Working across the rest of the kitchen allowed me to experience the many facets of production  within Flour + Water. On garde manger, I learned about the restaurant’s charcuterie program and assisted in the production of coppa and coppa di testa. On the pizza station, I learned about yeasted doughs and the art of the Neapolitan pizza: minimally yet thoughtfully topped, with a very thin crust with perfectly puffy, blistered edges after a spin in the 900-degree wood oven. On the pasta station, I felt most at home, slinging noodles and emulsifying sauces. Cooking pasta at Flour + Water taught me about the difference adding acid can make to keep buttery sauces from feeling overly rich. For instance, a dash of sherry vinegar to finish the pork agnolotti, preserved meyer lemon rind in a sweet potato capelletti, a fermented turnip and black trumpet mushroom relish to finish a sweetbread raviolini - the acids all made a huge difference.

Can you summarize your experience and major takeaways from your stage?

Before this stage and despite years of working in some great kitchens in NYC, I often downplayed my capabilities. When I felt nervous about the responsibility of butchering (both literally and figuratively) the beautiful trout at Petit Crenn, I reminded myself of my training, let my work speak for itself, and completed the task above and beyond the expectations of the chef. When I saw a cook at Flour + Water struggle with a consommé for the second week in a row, I was able to give advice from my own experience and help her succeed on her next attempt. When I didn’t finish setting up my station as quickly as I wanted to, that was okay, because it meant I could do better the next day.  Working these “first days” at different restaurants was nerve wracking, but I found I had the power to control my experience in each kitchen.

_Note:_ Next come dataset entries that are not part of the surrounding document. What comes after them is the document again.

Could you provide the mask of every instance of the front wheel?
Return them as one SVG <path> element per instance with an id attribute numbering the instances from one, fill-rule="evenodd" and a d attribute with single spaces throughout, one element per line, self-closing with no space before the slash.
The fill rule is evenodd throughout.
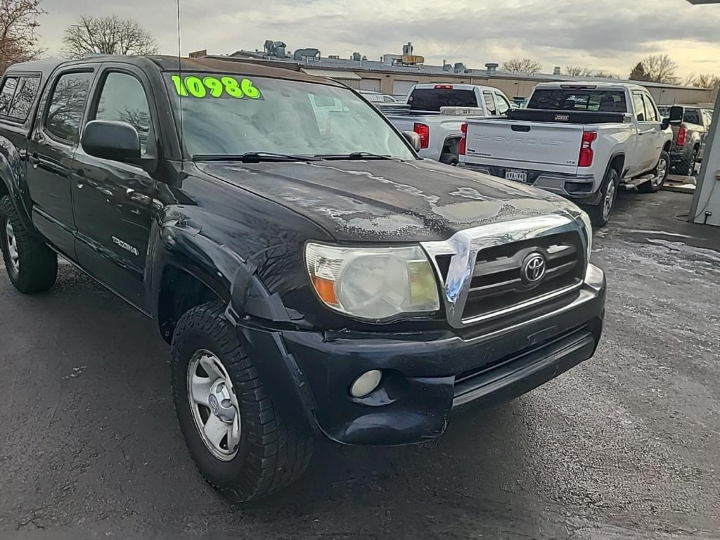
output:
<path id="1" fill-rule="evenodd" d="M 657 165 L 652 171 L 652 178 L 644 184 L 637 186 L 637 190 L 640 193 L 654 193 L 660 190 L 667 179 L 667 173 L 670 171 L 670 156 L 662 150 L 660 153 L 660 158 L 657 160 Z"/>
<path id="2" fill-rule="evenodd" d="M 615 200 L 618 196 L 618 184 L 620 183 L 620 175 L 616 169 L 611 168 L 603 179 L 603 185 L 600 192 L 601 197 L 600 204 L 595 206 L 585 206 L 585 210 L 590 216 L 590 222 L 595 227 L 604 227 L 608 224 L 613 209 L 615 207 Z"/>
<path id="3" fill-rule="evenodd" d="M 12 200 L 0 199 L 3 258 L 10 282 L 20 292 L 41 292 L 55 284 L 58 256 L 25 228 Z"/>
<path id="4" fill-rule="evenodd" d="M 200 473 L 221 495 L 235 503 L 259 499 L 305 471 L 312 439 L 275 409 L 222 302 L 181 318 L 171 375 L 185 442 Z"/>

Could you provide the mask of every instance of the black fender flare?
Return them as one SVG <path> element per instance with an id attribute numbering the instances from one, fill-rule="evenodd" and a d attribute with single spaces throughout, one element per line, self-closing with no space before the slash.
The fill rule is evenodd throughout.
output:
<path id="1" fill-rule="evenodd" d="M 24 150 L 22 150 L 24 152 Z M 7 192 L 25 228 L 37 234 L 30 217 L 30 194 L 21 188 L 23 181 L 24 156 L 8 139 L 0 137 L 0 183 Z M 26 199 L 27 197 L 27 199 Z"/>
<path id="2" fill-rule="evenodd" d="M 284 418 L 316 433 L 310 385 L 282 340 L 282 328 L 294 321 L 279 296 L 271 294 L 258 276 L 257 259 L 243 258 L 192 224 L 153 223 L 145 278 L 156 318 L 160 285 L 168 266 L 189 274 L 227 302 L 225 318 L 251 355 L 273 403 Z"/>
<path id="3" fill-rule="evenodd" d="M 625 151 L 622 150 L 616 150 L 612 154 L 610 155 L 610 159 L 608 160 L 608 166 L 605 168 L 605 174 L 603 176 L 604 179 L 606 176 L 608 176 L 608 171 L 610 171 L 610 167 L 613 164 L 613 161 L 615 161 L 616 158 L 622 156 L 623 158 L 623 166 L 621 170 L 618 171 L 618 174 L 620 175 L 620 180 L 622 181 L 623 178 L 625 177 L 625 172 L 627 170 L 625 167 Z"/>

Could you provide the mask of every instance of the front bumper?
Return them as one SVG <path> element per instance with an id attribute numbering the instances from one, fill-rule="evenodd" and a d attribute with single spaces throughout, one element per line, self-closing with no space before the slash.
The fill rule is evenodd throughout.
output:
<path id="1" fill-rule="evenodd" d="M 477 172 L 504 179 L 507 167 L 490 165 L 461 163 L 460 166 Z M 600 180 L 593 174 L 565 174 L 527 169 L 528 185 L 538 187 L 552 193 L 562 195 L 578 204 L 599 204 L 602 194 L 600 192 Z"/>
<path id="2" fill-rule="evenodd" d="M 463 330 L 309 332 L 239 326 L 276 406 L 347 444 L 397 445 L 442 434 L 454 407 L 511 400 L 590 358 L 602 333 L 605 276 L 506 321 Z M 480 328 L 477 328 L 480 327 Z M 379 387 L 348 389 L 370 369 Z"/>

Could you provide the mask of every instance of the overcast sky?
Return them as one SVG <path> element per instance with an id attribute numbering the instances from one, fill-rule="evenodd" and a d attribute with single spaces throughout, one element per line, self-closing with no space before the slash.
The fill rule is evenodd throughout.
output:
<path id="1" fill-rule="evenodd" d="M 184 53 L 228 54 L 262 48 L 266 39 L 289 50 L 315 47 L 323 56 L 358 51 L 376 59 L 412 41 L 428 63 L 480 68 L 513 56 L 544 64 L 583 66 L 625 77 L 649 54 L 667 53 L 679 74 L 720 74 L 720 4 L 686 0 L 180 0 Z M 249 4 L 245 7 L 243 4 Z M 168 0 L 43 0 L 42 42 L 57 55 L 64 29 L 81 15 L 134 18 L 163 53 L 177 50 L 176 4 Z"/>

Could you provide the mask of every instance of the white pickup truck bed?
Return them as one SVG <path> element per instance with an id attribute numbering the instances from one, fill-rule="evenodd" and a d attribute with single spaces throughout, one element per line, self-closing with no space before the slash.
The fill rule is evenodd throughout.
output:
<path id="1" fill-rule="evenodd" d="M 672 132 L 642 86 L 541 84 L 528 106 L 538 108 L 469 118 L 461 165 L 567 197 L 597 225 L 607 222 L 619 183 L 656 191 L 664 181 Z"/>
<path id="2" fill-rule="evenodd" d="M 497 117 L 510 110 L 507 96 L 496 88 L 477 84 L 416 84 L 404 107 L 382 112 L 400 131 L 420 136 L 420 156 L 455 165 L 461 126 L 469 117 Z"/>

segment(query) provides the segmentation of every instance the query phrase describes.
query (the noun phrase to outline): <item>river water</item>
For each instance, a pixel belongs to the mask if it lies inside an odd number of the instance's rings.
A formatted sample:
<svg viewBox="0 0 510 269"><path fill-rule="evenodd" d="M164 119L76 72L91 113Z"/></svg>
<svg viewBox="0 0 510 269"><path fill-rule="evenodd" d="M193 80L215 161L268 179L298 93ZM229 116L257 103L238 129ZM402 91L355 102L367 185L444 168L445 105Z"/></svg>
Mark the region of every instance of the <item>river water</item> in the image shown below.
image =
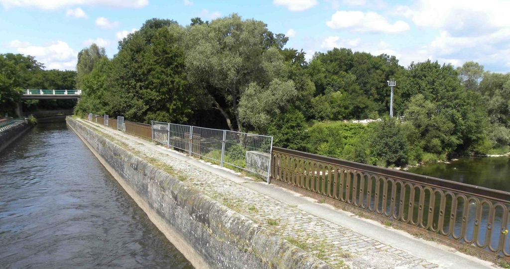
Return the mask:
<svg viewBox="0 0 510 269"><path fill-rule="evenodd" d="M443 179L510 192L510 158L461 158L450 164L426 164L409 172Z"/></svg>
<svg viewBox="0 0 510 269"><path fill-rule="evenodd" d="M65 122L0 153L0 268L193 267Z"/></svg>

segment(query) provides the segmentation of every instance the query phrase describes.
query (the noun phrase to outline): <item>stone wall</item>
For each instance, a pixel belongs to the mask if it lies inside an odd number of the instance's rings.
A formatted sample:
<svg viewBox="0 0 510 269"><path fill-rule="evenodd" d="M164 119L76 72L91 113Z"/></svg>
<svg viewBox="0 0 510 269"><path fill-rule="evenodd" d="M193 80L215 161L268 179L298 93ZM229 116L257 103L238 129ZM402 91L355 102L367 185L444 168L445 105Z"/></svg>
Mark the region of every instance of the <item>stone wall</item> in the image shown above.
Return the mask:
<svg viewBox="0 0 510 269"><path fill-rule="evenodd" d="M0 131L0 152L2 152L11 143L22 136L32 127L33 127L33 125L26 121L7 130Z"/></svg>
<svg viewBox="0 0 510 269"><path fill-rule="evenodd" d="M197 269L331 269L324 262L108 140L67 123Z"/></svg>

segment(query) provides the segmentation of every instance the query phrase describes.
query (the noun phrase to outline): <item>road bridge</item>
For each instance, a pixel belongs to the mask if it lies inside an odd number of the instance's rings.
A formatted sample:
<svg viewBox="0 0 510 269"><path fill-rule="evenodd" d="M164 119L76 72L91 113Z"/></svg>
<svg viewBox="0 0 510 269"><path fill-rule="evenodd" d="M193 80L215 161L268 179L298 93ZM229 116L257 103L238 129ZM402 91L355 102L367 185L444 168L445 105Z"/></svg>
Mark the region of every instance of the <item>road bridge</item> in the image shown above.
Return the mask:
<svg viewBox="0 0 510 269"><path fill-rule="evenodd" d="M23 90L21 100L79 100L81 90ZM16 113L22 117L23 110L21 103L17 104Z"/></svg>

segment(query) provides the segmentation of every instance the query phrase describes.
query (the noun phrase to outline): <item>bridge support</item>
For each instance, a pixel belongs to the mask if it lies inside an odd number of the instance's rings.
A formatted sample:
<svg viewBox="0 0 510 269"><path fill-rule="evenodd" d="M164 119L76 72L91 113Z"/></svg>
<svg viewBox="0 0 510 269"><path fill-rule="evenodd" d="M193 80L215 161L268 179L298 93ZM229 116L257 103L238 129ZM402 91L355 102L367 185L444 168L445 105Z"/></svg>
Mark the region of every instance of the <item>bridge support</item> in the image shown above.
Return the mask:
<svg viewBox="0 0 510 269"><path fill-rule="evenodd" d="M19 117L23 117L23 109L21 102L16 104L16 114Z"/></svg>

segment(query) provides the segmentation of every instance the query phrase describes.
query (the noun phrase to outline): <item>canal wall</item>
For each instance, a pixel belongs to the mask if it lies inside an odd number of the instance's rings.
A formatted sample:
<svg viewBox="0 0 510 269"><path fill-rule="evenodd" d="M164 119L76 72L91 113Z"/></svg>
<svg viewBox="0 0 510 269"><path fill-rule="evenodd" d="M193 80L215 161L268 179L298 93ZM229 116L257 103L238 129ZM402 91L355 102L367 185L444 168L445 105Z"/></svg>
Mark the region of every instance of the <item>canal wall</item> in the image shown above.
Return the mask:
<svg viewBox="0 0 510 269"><path fill-rule="evenodd" d="M333 269L75 120L67 121L197 269Z"/></svg>
<svg viewBox="0 0 510 269"><path fill-rule="evenodd" d="M0 152L33 127L34 125L25 121L0 131Z"/></svg>

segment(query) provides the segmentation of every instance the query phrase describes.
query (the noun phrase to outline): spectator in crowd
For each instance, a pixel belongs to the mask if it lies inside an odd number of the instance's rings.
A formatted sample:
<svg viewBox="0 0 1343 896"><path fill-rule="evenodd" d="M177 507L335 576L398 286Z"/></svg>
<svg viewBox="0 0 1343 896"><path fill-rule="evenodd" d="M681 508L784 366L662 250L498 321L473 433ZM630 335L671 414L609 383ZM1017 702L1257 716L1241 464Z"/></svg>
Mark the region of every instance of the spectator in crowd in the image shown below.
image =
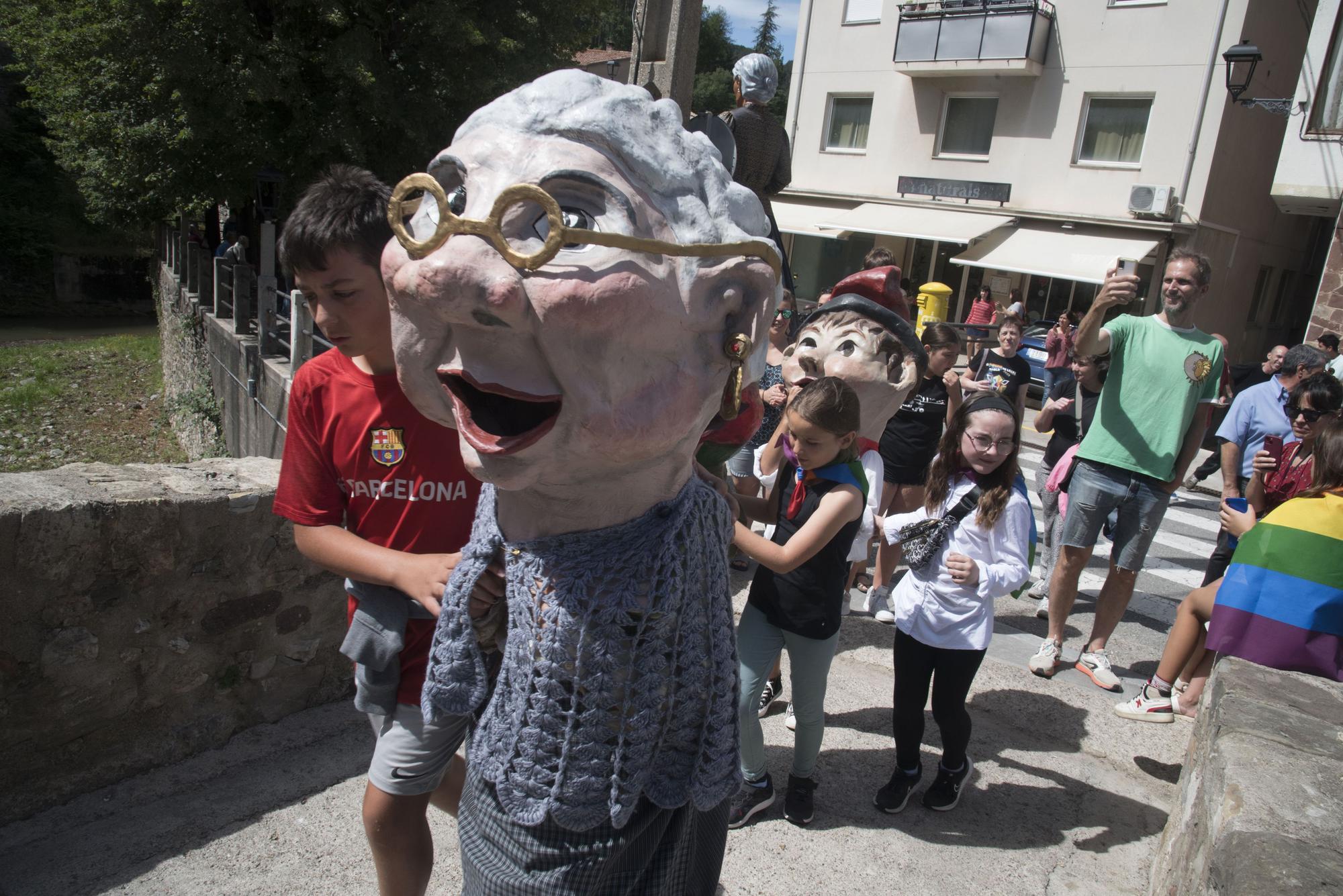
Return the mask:
<svg viewBox="0 0 1343 896"><path fill-rule="evenodd" d="M929 323L920 337L928 353L928 373L919 390L905 400L881 435L882 514L908 514L924 503L928 468L937 453L943 427L960 406L960 377L952 370L960 357L960 335L945 323ZM893 624L888 605L890 575L900 565L900 546L877 534L877 574L868 609L880 622Z"/></svg>
<svg viewBox="0 0 1343 896"><path fill-rule="evenodd" d="M1039 581L1031 586L1030 596L1039 598L1035 616L1042 620L1049 618L1049 578L1054 573L1058 539L1064 534L1064 518L1058 512L1058 492L1049 491L1045 484L1060 459L1086 435L1086 429L1096 417L1096 402L1100 400L1100 388L1105 385L1108 372L1109 358L1093 354L1077 355L1073 358L1073 369L1070 370L1073 376L1054 382L1054 388L1048 393L1039 413L1035 414L1037 432L1054 431L1049 444L1045 445L1044 459L1035 467L1042 550L1039 553ZM1081 413L1077 408L1078 397L1081 397ZM1070 457L1069 463L1072 463Z"/></svg>
<svg viewBox="0 0 1343 896"><path fill-rule="evenodd" d="M896 263L896 256L885 245L876 245L862 256L862 270L870 271L874 267L889 267ZM904 286L901 284L901 288Z"/></svg>
<svg viewBox="0 0 1343 896"><path fill-rule="evenodd" d="M1058 321L1045 334L1045 397L1053 392L1056 382L1073 378L1073 339L1077 327L1073 326L1072 311L1060 311ZM1048 431L1044 431L1048 432Z"/></svg>
<svg viewBox="0 0 1343 896"><path fill-rule="evenodd" d="M1245 484L1254 473L1254 455L1269 436L1285 440L1292 435L1292 423L1283 413L1288 394L1311 374L1324 370L1324 354L1308 345L1299 345L1287 353L1283 369L1268 382L1253 385L1236 396L1226 420L1217 429L1222 443L1222 499L1241 498ZM1203 585L1218 579L1232 561L1233 545L1223 530L1217 537L1217 547L1207 561Z"/></svg>
<svg viewBox="0 0 1343 896"><path fill-rule="evenodd" d="M238 241L238 221L228 219L224 221L223 239L219 240L219 245L215 247L215 258L222 259L228 249L232 248L234 243Z"/></svg>
<svg viewBox="0 0 1343 896"><path fill-rule="evenodd" d="M979 287L979 298L970 302L970 314L966 315L966 357L974 357L988 337L984 325L992 323L998 314L994 304L994 291L984 283Z"/></svg>
<svg viewBox="0 0 1343 896"><path fill-rule="evenodd" d="M1284 447L1281 460L1273 459L1266 451L1254 456L1254 475L1246 487L1252 511L1241 514L1222 506L1225 524L1237 538L1254 526L1257 516L1272 512L1299 495L1322 486L1335 491L1343 487L1343 427L1338 425L1339 408L1343 408L1343 384L1328 374L1315 374L1292 389L1288 408L1296 441ZM1328 435L1324 435L1327 431ZM1195 715L1199 691L1195 684L1190 684L1180 693L1178 679L1180 671L1190 668L1201 651L1203 624L1213 616L1214 598L1222 582L1218 577L1195 587L1180 602L1155 675L1138 696L1115 707L1117 715L1138 722L1171 722L1175 714ZM1206 665L1206 661L1201 665Z"/></svg>
<svg viewBox="0 0 1343 896"><path fill-rule="evenodd" d="M923 774L929 684L941 762L924 791L924 806L955 809L975 769L966 754L971 731L966 697L992 637L994 598L1010 594L1030 575L1030 502L1013 484L1021 448L1014 412L991 392L966 398L941 437L924 506L881 524L885 541L913 541L909 573L892 593L896 767L873 798L882 811L904 809ZM937 530L940 543L911 531L927 520L950 522L950 528Z"/></svg>
<svg viewBox="0 0 1343 896"><path fill-rule="evenodd" d="M868 482L857 463L858 394L838 377L794 392L784 410L787 460L778 480L766 498L739 498L741 512L774 523L774 534L767 539L737 522L732 539L759 566L737 625L743 783L728 828L740 828L774 803L759 706L783 649L796 711L783 817L795 825L811 821L826 683L839 641L839 606L849 600L849 546L866 512Z"/></svg>
<svg viewBox="0 0 1343 896"><path fill-rule="evenodd" d="M1213 338L1222 343L1222 351L1226 351L1228 357L1230 357L1230 343L1226 341L1226 337L1221 333L1214 333ZM1226 408L1230 408L1236 396L1250 386L1268 382L1273 374L1283 369L1284 357L1287 357L1287 346L1276 345L1269 349L1268 355L1262 361L1223 365L1222 382L1218 386L1217 402L1207 409L1207 425L1213 425L1213 420L1218 409L1225 410ZM1185 480L1185 488L1194 488L1222 467L1222 441L1213 436L1213 444L1210 447L1213 448L1213 453L1210 453L1207 460L1199 464L1198 468L1189 475L1189 479Z"/></svg>
<svg viewBox="0 0 1343 896"><path fill-rule="evenodd" d="M998 325L998 350L980 349L960 374L960 388L967 394L997 392L1017 408L1017 420L1026 410L1026 389L1030 386L1030 362L1017 354L1021 329L1021 318L1003 318Z"/></svg>
<svg viewBox="0 0 1343 896"><path fill-rule="evenodd" d="M1343 358L1339 357L1339 338L1334 333L1323 333L1320 338L1315 341L1315 345L1320 346L1320 351L1324 357L1330 359L1326 368L1334 374L1336 380L1343 380Z"/></svg>
<svg viewBox="0 0 1343 896"><path fill-rule="evenodd" d="M1209 291L1211 263L1174 249L1162 276L1162 310L1152 317L1111 309L1138 298L1139 279L1111 270L1077 327L1076 350L1109 354L1109 374L1096 416L1077 449L1069 483L1060 555L1049 583L1049 634L1027 664L1052 677L1062 665L1064 626L1105 519L1119 511L1105 585L1077 669L1097 687L1123 691L1111 671L1105 642L1133 596L1152 535L1171 492L1203 441L1207 417L1199 405L1217 397L1222 343L1194 326L1194 310Z"/></svg>
<svg viewBox="0 0 1343 896"><path fill-rule="evenodd" d="M788 134L770 114L768 103L779 89L779 71L770 56L752 52L732 66L732 95L737 107L720 118L727 122L737 144L737 164L732 180L748 188L760 200L770 219L770 239L779 247L783 259L783 286L794 291L792 270L783 252L783 236L770 204L779 190L792 181L792 154Z"/></svg>
<svg viewBox="0 0 1343 896"><path fill-rule="evenodd" d="M783 416L783 406L787 404L788 393L783 385L783 350L788 347L788 333L792 327L792 315L796 304L792 292L784 290L783 299L774 313L774 323L770 325L770 346L766 349L766 368L760 377L760 398L764 401L764 417L760 428L741 447L737 453L728 459L728 473L739 495L755 495L760 491L760 480L755 478L755 449L770 440L779 417ZM745 570L745 561L732 561L732 569Z"/></svg>

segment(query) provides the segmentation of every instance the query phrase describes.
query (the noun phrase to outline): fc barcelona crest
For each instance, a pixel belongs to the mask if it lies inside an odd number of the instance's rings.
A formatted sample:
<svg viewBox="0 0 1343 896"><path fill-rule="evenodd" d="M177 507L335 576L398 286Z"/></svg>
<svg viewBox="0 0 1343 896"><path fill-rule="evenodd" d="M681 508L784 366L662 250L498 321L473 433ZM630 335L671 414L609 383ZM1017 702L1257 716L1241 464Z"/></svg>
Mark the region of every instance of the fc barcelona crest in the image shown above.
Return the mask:
<svg viewBox="0 0 1343 896"><path fill-rule="evenodd" d="M404 429L371 429L369 451L373 460L384 467L395 467L406 456Z"/></svg>

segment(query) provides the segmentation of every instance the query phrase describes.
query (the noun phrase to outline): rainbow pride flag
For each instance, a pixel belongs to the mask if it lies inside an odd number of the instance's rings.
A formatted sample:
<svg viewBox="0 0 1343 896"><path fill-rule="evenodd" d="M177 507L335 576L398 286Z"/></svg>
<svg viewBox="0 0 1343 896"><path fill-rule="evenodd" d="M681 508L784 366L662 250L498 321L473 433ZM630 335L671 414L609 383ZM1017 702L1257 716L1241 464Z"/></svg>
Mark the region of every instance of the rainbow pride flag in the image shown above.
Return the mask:
<svg viewBox="0 0 1343 896"><path fill-rule="evenodd" d="M1343 681L1343 498L1293 498L1245 534L1207 649Z"/></svg>

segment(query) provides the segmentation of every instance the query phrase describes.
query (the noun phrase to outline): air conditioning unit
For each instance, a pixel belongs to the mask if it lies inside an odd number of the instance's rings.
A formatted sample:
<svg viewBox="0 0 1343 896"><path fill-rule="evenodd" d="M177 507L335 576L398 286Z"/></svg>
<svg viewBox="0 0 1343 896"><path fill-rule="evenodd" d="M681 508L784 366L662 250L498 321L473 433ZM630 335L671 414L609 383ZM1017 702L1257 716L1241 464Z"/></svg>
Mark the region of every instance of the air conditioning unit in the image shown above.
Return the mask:
<svg viewBox="0 0 1343 896"><path fill-rule="evenodd" d="M1174 186L1159 186L1156 184L1133 184L1128 188L1128 211L1133 215L1154 215L1156 217L1170 217L1171 204L1175 199Z"/></svg>

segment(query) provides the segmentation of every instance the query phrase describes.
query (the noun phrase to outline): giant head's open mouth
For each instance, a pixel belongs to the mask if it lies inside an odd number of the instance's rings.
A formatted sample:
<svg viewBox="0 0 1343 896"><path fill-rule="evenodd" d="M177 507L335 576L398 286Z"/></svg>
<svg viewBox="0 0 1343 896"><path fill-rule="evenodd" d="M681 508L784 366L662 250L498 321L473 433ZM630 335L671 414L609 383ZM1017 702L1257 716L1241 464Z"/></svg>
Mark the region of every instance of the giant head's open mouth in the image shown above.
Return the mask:
<svg viewBox="0 0 1343 896"><path fill-rule="evenodd" d="M494 382L477 382L463 370L439 370L453 400L457 428L482 455L512 455L536 444L560 416L563 396L533 396Z"/></svg>

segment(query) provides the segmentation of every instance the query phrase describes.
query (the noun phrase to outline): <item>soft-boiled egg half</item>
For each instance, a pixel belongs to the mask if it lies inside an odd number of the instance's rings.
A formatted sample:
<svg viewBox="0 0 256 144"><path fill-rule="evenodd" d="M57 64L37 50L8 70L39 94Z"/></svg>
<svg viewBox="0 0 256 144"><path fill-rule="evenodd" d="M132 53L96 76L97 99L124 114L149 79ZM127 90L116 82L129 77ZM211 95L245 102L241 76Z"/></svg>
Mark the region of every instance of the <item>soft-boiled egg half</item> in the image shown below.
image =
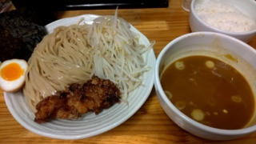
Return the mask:
<svg viewBox="0 0 256 144"><path fill-rule="evenodd" d="M10 59L0 64L0 88L6 92L15 92L25 83L28 64L22 59Z"/></svg>

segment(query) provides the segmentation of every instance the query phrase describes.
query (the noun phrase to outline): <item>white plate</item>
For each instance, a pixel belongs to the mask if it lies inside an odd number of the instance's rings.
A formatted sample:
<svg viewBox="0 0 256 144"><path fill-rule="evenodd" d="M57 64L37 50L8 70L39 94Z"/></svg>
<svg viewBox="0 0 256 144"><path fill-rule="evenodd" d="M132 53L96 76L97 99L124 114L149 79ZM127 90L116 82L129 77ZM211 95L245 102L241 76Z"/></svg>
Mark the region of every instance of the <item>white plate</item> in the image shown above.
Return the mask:
<svg viewBox="0 0 256 144"><path fill-rule="evenodd" d="M77 23L81 18L89 23L98 15L86 14L63 18L50 23L46 27L51 33L58 26L69 26ZM141 35L140 43L148 45L149 40L131 26L130 30ZM145 102L150 95L154 84L154 69L156 58L151 50L148 57L148 66L151 70L143 75L143 85L130 94L129 106L122 102L115 104L95 115L94 113L83 114L78 120L56 119L50 122L38 124L34 122L34 114L26 103L22 90L17 93L4 93L5 101L13 117L25 128L39 135L59 139L81 139L92 137L110 130L130 118Z"/></svg>

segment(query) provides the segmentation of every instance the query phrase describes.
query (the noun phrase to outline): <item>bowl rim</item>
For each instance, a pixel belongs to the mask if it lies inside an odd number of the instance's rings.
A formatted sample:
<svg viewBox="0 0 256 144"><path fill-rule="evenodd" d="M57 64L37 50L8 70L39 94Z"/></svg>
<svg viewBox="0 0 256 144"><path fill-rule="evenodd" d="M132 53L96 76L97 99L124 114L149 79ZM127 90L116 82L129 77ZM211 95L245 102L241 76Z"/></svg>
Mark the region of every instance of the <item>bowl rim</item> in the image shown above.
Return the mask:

I know that this experience will serve as a reminder for me in years to come that complacency serves me no purpose and in order to keep growing, I must continuously step outside my comfort zone. It is because of these experiences that I have realized the areas I have to grow and learn, honed in on my strengths, and proven my versatility in new settings. I am incredibly thankful to Ment'or, The Crenn Dining Group and the team at Flour + Water for the chance to set these goals for myself and to rise to the occasion.